PROTEGGERE LA SOCIETÀ DAI RISCHI 231 PER DICHIARAZIONE FRAUDOLENTA

La “responsabilità 231” delle persone giuridiche si sta allargando ai reati tributari, che possono coinvolgere organizzazioni in tutto o in parte consapevoli.

Il Decreto Fiscale del 2019 (D.L. 26 ottobre 2019, n. 124) introduce il reato di dichiarazione fraudolenta mediante uso di fatture o altri documenti per operazioni inesistenti nel catalogo dei reati presupposto rilevanti per  la responsabilità amministrativa degli Enti ai sensi del Decreto Legislativo n. 231/2001.

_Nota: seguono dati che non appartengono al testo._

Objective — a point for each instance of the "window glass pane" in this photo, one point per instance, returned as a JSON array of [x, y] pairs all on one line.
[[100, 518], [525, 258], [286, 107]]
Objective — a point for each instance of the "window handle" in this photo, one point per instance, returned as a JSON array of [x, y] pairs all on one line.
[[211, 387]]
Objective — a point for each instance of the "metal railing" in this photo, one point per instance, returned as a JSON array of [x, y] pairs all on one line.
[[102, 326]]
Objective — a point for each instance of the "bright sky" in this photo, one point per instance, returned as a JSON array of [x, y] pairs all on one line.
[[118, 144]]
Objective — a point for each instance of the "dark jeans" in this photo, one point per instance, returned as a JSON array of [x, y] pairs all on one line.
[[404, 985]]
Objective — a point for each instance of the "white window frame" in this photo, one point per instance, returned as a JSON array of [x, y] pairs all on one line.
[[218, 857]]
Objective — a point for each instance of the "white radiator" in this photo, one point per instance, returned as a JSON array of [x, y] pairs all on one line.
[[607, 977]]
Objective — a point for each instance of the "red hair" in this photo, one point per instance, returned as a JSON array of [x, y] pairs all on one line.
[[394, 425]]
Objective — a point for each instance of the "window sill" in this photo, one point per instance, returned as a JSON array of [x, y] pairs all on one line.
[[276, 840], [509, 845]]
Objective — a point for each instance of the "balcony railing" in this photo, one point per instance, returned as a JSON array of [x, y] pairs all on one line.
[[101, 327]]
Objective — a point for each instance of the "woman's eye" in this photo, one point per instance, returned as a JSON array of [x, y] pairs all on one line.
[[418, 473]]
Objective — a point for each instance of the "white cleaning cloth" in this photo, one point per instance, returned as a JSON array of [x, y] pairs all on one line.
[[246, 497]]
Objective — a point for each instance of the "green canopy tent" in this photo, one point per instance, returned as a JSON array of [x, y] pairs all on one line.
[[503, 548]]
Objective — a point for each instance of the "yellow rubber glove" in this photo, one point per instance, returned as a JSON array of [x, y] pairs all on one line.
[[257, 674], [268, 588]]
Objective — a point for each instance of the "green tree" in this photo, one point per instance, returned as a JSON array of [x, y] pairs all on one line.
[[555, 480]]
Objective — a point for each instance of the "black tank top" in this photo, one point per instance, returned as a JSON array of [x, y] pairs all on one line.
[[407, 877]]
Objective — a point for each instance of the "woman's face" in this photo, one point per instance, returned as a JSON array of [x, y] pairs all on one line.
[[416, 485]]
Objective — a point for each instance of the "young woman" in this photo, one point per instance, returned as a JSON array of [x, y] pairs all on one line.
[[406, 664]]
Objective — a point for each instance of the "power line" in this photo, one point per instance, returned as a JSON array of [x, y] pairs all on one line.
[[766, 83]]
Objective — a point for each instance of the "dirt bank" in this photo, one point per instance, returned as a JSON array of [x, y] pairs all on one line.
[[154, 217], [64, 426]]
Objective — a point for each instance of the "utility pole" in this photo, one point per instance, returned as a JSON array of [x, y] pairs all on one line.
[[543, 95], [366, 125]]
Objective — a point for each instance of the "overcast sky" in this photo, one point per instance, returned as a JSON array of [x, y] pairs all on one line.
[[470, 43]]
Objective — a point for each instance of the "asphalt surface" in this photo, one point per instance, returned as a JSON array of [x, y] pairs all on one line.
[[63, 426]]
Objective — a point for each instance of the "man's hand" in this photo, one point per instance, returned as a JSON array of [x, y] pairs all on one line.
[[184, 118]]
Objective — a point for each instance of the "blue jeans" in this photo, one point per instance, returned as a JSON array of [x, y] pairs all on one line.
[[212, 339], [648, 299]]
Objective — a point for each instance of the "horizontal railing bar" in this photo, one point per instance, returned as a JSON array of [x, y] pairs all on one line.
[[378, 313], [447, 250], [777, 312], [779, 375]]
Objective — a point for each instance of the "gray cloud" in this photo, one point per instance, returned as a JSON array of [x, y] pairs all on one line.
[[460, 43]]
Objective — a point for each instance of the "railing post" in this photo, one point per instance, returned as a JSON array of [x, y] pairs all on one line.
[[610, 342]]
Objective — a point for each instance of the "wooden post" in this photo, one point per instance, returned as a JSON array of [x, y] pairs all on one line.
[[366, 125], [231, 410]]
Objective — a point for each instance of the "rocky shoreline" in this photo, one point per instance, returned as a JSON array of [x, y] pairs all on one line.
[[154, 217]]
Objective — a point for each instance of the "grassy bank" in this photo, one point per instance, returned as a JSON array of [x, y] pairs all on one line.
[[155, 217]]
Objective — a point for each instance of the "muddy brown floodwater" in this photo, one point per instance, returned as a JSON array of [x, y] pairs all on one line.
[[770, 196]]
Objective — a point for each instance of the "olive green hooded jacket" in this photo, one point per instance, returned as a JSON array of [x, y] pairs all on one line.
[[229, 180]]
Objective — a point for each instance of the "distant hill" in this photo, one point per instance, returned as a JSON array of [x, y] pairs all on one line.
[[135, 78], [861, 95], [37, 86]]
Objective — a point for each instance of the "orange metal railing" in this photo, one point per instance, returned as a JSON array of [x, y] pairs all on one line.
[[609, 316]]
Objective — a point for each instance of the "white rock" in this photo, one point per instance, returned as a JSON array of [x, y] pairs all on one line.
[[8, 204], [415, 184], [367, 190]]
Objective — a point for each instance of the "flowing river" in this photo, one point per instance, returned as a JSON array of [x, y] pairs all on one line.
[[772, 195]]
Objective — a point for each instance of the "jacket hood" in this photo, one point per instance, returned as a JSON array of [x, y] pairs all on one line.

Un po’ alla volta, la “responsabilità 231 delle persone giuridiche” si stia allargando a coprire i reati tributari commessi nell’interesse o a vantaggio delle società. Non manca molto ad includerli tutti.

È decisamente ora che le imprese inizino a dotarsi di Modelli di Organizzazione e Gestione orientati alla prevenzione tout court dei reati fiscali.

Lo sforzo necessario non sembra improponibile.

Già ora, l’ordinata gestione della fiscalità e di tutti i movimenti finanziari e di tesoreria (e della relativa documentazione) sono gli elementi fondamentali intorno ai quali ruota non solo la prevenzione di buona parte dei c.d. “reati 231” (corruzione, pubblica e privata; riciclaggio e ricettazione; reati societari; etc.), ma anche il sistema di allerta e prevenzione della crisi e discontinuità aziendale.

Le imprese dovranno dunque documentare regole e procedure per la gestione delle dichiarazioni e dei pagamenti fiscali (definizione di ruoli, passaggi, deleghe), prevedere modalità per la redazione e revisione costante dei budget, modalità di reporting, controllo di indici sintomatici d’irregolarità (riconciliazione delle fatture ricevute con gli ordini d’acquisto, uso limitato del contante, verifica della registrazione dei fornitori presso le camere di commercio, controllo sulla residenza dei fornitori in paradisi fiscali, archiviazione della documentazione contrattuale, etc.).

Per le società già dotate di Modelli 231, i controlli e le procedure già esistenti in materia di bilancio, di tesoreria e di gestione delle spese, molto spesso contemplati in funzione della prevenzione dei reati societari (ad es. il cd. falso in bilancio) potranno essere utilizzati anche per prevenire la violazione di reati in materia di imposte.

Per le altre società che non sono ancora dotate dei Modelli 231, è forse giunto il momento di prendere in considerazione l’idea di introdurli, magari in maniera graduale, perché i rischi fiscali connessi alla propria attività le espongono non solo al rischio delle consuete, pesanti, sanzioni tributarie, ma anche a tutte le conseguenze sanzionatorie previste dal Decreto 231.

L’esperienza insegna che in questi anni le imprese possono a volte trovarsi indagate o accusate per l’asserita partecipazione a frodi senza esserne nemmeno consapevoli. L’adozione dei Modelli 231 è certamente un efficace strumento di mitigazione di questo rischio.